Falling unit sales in the NAFTA region and Europe in late 2019
Daimler Trucks’ important NAFTA and European truck markets returned to a normal level faster than expected in the second half of 2019 after a strong phase that started in 2018. Daimler Trucks actually increased its sales in the NAFTA region by a further 8 percent to approximately 187,400 units in the first eleven months of the year (January to November 2018: 172,700). In the month of November, however, there was a sharp fall in unit sales of 16 percent compared with the same month last year. In Europe, sales from January through November 2019 decreased by 5 percent compared with the same period last year to 72,400 units.

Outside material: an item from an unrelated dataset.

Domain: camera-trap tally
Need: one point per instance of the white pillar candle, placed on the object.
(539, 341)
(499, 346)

Brazil: unsatisfactory profitability despite growth in unit sales
In Brazil, Daimler Trucks significantly increased its sales of Mercedes-Benz trucks in a recovering market and sold approximately 27,000 trucks, 40 percent more than in the same period of last year (January to November 2018: 19,300). However, profitability at
Mercedes-Benz do Brasil remains unsatisfactory despite the restructuring measures initiated since 2016. The reductions in material and personnel costs initiated by Mercedes-Benz Trucks therefore affects not only the European part of the organization but also the subsidiary Mercedes-Benz do Brasil. In addition, with the launch of the new Actros for the Brazilian market, Mercedes-Benz Trucks will reduce the number of vehicle architectures from eight to three platforms in order to reduce complexity and costs.
Asia: lower unit sales in Indonesia, India and Japan
In Asia, important truck markets for Daimler Trucks such as Indonesia and India contracted significantly last year. With a total of 121,900 units sold from January through November, unit sales fell by 18 percent year-on-year (January to November 2018: 147,900). Sale in Indonesia fell by 40 percent from 57,400 units in January to November 2018 to 34,500 units in the same period of 2019. In India, Daimler Trucks sold 13,200 vehicles of its BharatBenz truck brand in January through November 2019, about 35 percent fewer than in the prior-year period (January to November 2018: 20,500). In the Japanese market, Daimler Trucks was able to sell approximately 38,200 units with its FUSO brand by the end of November 2019, 4 percent below the level of the previous year (January to November 2018: 40,000).